形成

 これまで歩いてきた道を振り返って、貴方は何を思うのか。


 私は、きっと「よくもまぁ、歩いてこれたな」と、関心するのかも知れない。


 


 自身の人生において、今現在のことや、これまでのことを、実に悲しげに語る人がいる。確かに、その人には他の人には知る由もない、とてつもない悲しいことがあったのかもしれない。


 一方で、私は自身の人生を悲観したりはしない。確かに、悲しいこともあったが、今、現に生きていられていることが、それだけでも幸せなのだ。


 私はよく、他者ひとから「良く出来た人だ」と言われる。私には、それがどうしても耐えられない。


 何故、私をそう言う人は、実に物欲しそうな目で私を見詰めるのか。自分のこれまでは、貴方とは正反対なものであったのだろうに、どうして貴方はこんなにも恵まれて、良く出来た人になれているのか、と、そんな目で見詰めてくるのか、私には到底理解出来ない。
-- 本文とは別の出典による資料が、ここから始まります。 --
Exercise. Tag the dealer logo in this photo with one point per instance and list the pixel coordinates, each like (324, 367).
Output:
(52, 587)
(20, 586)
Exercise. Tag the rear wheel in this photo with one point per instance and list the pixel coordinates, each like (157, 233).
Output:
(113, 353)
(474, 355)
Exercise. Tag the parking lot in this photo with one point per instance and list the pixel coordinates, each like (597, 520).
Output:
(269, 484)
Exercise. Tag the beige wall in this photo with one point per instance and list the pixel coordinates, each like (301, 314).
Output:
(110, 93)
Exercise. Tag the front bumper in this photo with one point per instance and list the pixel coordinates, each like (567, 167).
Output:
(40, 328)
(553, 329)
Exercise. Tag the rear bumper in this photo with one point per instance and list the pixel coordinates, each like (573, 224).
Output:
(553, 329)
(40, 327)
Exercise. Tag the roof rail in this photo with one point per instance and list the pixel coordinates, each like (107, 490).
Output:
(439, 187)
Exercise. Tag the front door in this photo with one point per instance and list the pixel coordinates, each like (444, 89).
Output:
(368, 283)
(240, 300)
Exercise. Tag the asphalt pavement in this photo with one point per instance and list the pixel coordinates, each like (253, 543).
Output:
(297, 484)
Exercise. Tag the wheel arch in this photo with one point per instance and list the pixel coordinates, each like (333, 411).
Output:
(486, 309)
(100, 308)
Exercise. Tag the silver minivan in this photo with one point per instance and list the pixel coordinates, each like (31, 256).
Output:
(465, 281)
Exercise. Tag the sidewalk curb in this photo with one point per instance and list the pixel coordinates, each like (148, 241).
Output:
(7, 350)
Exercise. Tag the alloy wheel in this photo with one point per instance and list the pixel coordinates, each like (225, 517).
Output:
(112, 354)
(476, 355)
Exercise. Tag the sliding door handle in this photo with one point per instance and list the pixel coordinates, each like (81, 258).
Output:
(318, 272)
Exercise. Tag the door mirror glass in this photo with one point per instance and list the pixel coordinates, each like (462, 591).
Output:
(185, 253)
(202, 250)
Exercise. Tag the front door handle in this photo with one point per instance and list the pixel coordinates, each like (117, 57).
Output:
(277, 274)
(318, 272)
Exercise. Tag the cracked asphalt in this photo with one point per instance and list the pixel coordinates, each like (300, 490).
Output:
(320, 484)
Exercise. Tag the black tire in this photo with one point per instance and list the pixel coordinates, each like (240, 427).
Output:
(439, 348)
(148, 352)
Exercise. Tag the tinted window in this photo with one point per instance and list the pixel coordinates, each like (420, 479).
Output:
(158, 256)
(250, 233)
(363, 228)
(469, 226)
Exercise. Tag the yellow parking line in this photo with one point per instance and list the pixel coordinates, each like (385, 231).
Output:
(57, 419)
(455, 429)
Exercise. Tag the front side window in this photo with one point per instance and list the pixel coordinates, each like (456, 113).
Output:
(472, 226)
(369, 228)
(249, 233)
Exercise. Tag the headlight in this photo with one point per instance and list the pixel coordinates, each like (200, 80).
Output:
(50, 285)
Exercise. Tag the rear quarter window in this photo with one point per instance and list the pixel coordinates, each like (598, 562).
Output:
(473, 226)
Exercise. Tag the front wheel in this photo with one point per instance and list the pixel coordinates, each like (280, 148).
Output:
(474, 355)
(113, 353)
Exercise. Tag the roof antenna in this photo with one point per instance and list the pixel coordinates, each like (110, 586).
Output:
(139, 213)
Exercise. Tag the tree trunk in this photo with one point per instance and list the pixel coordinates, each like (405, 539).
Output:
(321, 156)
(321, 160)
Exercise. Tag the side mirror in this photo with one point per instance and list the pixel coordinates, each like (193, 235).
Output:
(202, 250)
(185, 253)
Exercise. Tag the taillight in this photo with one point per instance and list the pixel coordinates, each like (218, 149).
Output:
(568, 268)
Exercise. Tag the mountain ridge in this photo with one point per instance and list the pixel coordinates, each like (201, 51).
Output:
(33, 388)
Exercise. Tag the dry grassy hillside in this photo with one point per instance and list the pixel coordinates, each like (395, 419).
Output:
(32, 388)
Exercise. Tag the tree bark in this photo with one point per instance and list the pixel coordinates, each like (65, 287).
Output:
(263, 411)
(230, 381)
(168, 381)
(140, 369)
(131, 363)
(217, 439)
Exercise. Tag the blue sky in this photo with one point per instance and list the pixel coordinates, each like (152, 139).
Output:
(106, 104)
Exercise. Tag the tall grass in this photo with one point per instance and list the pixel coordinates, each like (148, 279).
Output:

 私はこれこれこういう人間で、こういう道を歩んで参りました。その為、私はこのような人間なのです。と、まるで工場で作られてきたかのように、自身のこれまでを語る人がいる。私には、それが分からない。


 そもそも、己とは、己でしか形成し得ないものではないのか。


 確かに、人間生きていれば様々な出来事に直面する。然しながら、その出来事がその人を作っているのだろうか。私はそうは思わない。


 人間は、あらゆる出来事を通して、己で己を形成していくことができる、そういった生き物であると考えている。


 即ち、自身のこれまでが悲しかったから、私は悲しい人なのだと、まるで政治家の襷の如く掲げている人は、私に言わせれば選挙の時の政治家と同じである。


 自身のこれまでに直面した、あらゆる出来事を通して、感じて、考えて、分かったことが、自身を形成しているのだ。つまり、自身を作っているのは、これまでの出来事という工場ではなく、あくまでも己自身なのだ。


 さて、長々とこんな事を連ねて何が言いたいかと言うと、私のことを「良く出来た人」だという人に言ってやりたいことがあるということなのだ。


 私は、私が作った。羨むくらいなら、貴方が貴方を変えなさい。と。